Eva no lo celebra ni lo juzga: solo guarda el secreto en su mirada y limpia la barra con un gesto casi ritual. Se mueve con calma, sirve copas, escucha confesiones, deja caer frases breves que parecen oráculos. Su risa aparece de pronto, clara y fuerte, capaz de espantar cualquier tristeza.


Pero cuando aparece aquel hombre del pueblo —el de la sonrisa que duele y los ojos que prometen y olvidan— Eva se vuelve más pequeña, se encoge y el aire se vuelve más denso. Las paredes del bar laten al compás de su propio corazón, las luces parecen temblar y hasta la música se repliega, esperando.

Él se sienta en la barra, bebe dos o tres cervezas, bromea con todos, provoca, acaricia con palabras ligeras. Trae consigo la alegría de quien necesita hacer reír para esconder sus fantasmas. Eva conoce bien esa actitud: ese modo de encender a los demás mientras se apaga por dentro, esa manera de llenar los silencios con ruido para no enfrentarse al suyo propio.

A veces la mira de frente, con una intensidad que la desarma; otras finge no verla. A veces la espera con ternura, otras desaparece sin despedirse. A veces la desea y otras reniega de ella. Hay momentos en los que cree entenderlo, casi tocar esa grieta escondida en su pecho, y otros en los que él la convierte en una extraña, como si todo lo compartido entre besos y caricias se borrara para siempre.

El bar también es testigo de ese vaivén: los espejos se empañan, las botellas brillan con destellos inquietos, las canciones cambian cuando él está presente. Como si el alma de La Nueva Molienda también lo reconociera y supiera que ese hombre trae consigo tanto deseo como desconsuelo.

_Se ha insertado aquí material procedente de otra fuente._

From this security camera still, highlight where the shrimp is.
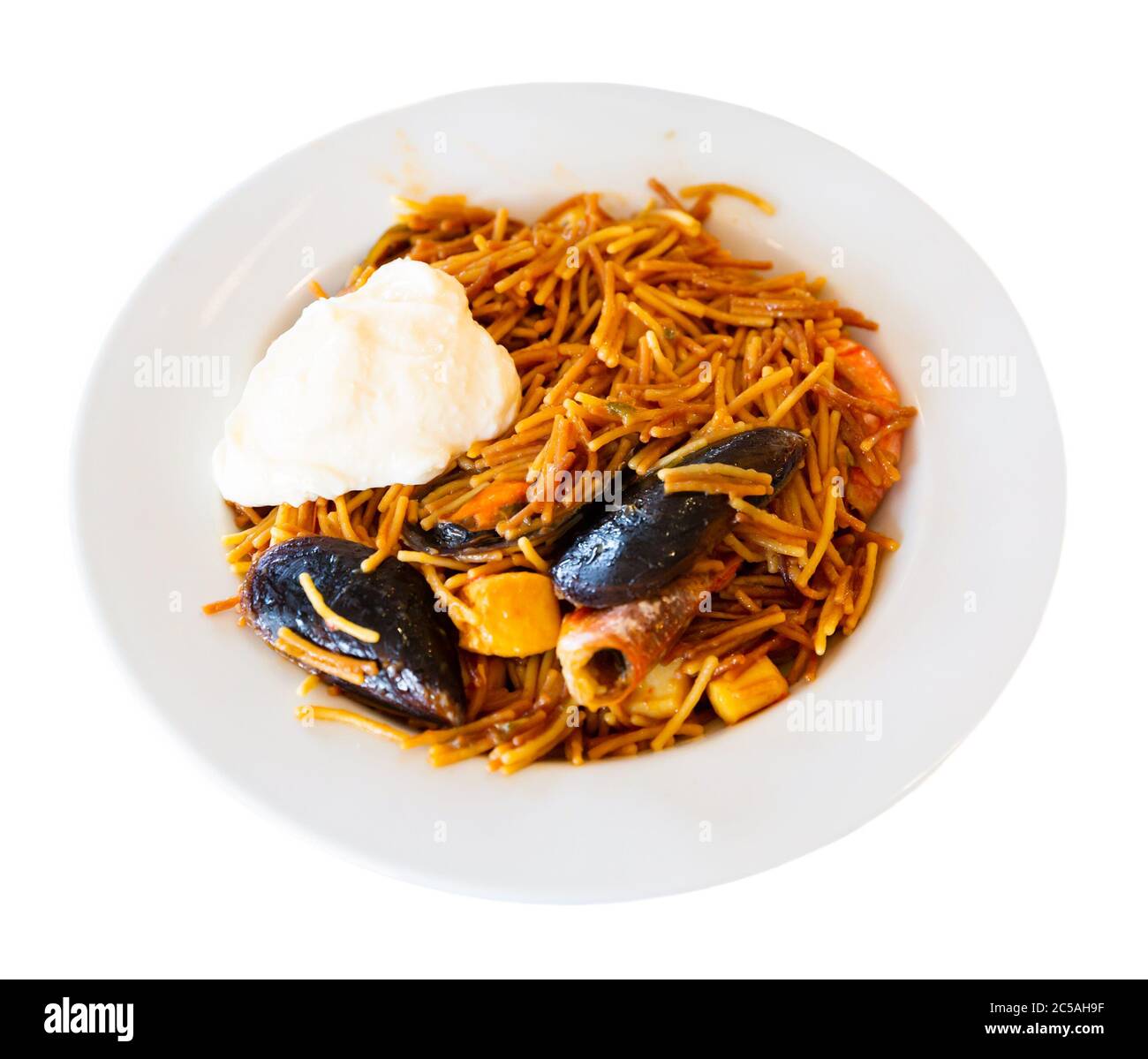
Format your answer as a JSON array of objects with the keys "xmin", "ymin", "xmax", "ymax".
[{"xmin": 833, "ymin": 339, "xmax": 914, "ymax": 521}]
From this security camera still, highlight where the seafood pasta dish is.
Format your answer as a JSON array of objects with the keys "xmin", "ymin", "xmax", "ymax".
[{"xmin": 204, "ymin": 180, "xmax": 914, "ymax": 773}]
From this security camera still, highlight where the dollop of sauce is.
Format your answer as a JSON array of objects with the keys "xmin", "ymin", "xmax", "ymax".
[{"xmin": 213, "ymin": 257, "xmax": 521, "ymax": 506}]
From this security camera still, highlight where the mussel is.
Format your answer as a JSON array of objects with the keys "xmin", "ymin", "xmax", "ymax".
[
  {"xmin": 550, "ymin": 426, "xmax": 804, "ymax": 608},
  {"xmin": 238, "ymin": 536, "xmax": 466, "ymax": 725}
]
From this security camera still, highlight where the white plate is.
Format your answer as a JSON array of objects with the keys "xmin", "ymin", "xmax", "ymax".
[{"xmin": 75, "ymin": 85, "xmax": 1064, "ymax": 902}]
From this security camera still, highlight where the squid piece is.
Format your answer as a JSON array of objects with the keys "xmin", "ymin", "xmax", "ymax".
[
  {"xmin": 550, "ymin": 426, "xmax": 804, "ymax": 608},
  {"xmin": 456, "ymin": 570, "xmax": 562, "ymax": 658},
  {"xmin": 558, "ymin": 563, "xmax": 737, "ymax": 710},
  {"xmin": 238, "ymin": 536, "xmax": 466, "ymax": 725}
]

Afuera, sobre el tejado del molino, la lechuza aguarda. Sus ojos antiguos leen lo que Eva calla. Cuando el último cliente se marcha y el bar queda vacío, ella escucha su canto grave, ese rezo que la acompaña desde hace años. Eva le habla en voz baja mientras recoge vasos y vacía los restos de las emociones derramadas durante la noche.

—Hoy se reconciliaron los del rincón —le cuenta—. Y él volvió a irse sin decir adiós.

La lechuza escucha inmóvil, solemne. A veces se acerca hasta las farolas mortecinas para oírla mejor, mientras Eva le confiesa sus miedos, su cansancio, la soledad que la rodea incluso cuando el bar está lleno. La lechuza responde con un parpadeo lento o con un canto profundo que parece arrullar su desvelo.

Más tarde, bajo la luna, entre los sauces llorones, Eva sonríe sentada en un banco. Escucha las historias de la lechuza, que con los años se ha convertido en su compañera nocturna. Son relatos que llegan desde tiempos que jamás conoció y que se entrelazan con el presente, secretos que duermen bajo las capas de la memoria de un pueblo donde la magia despierta cada vez que la noche despliega su manto.

Y cuando el canto grave de la lechuza se pierde en el viento, Eva comprende que el molino, el bar y su propio corazón laten al mismo compás.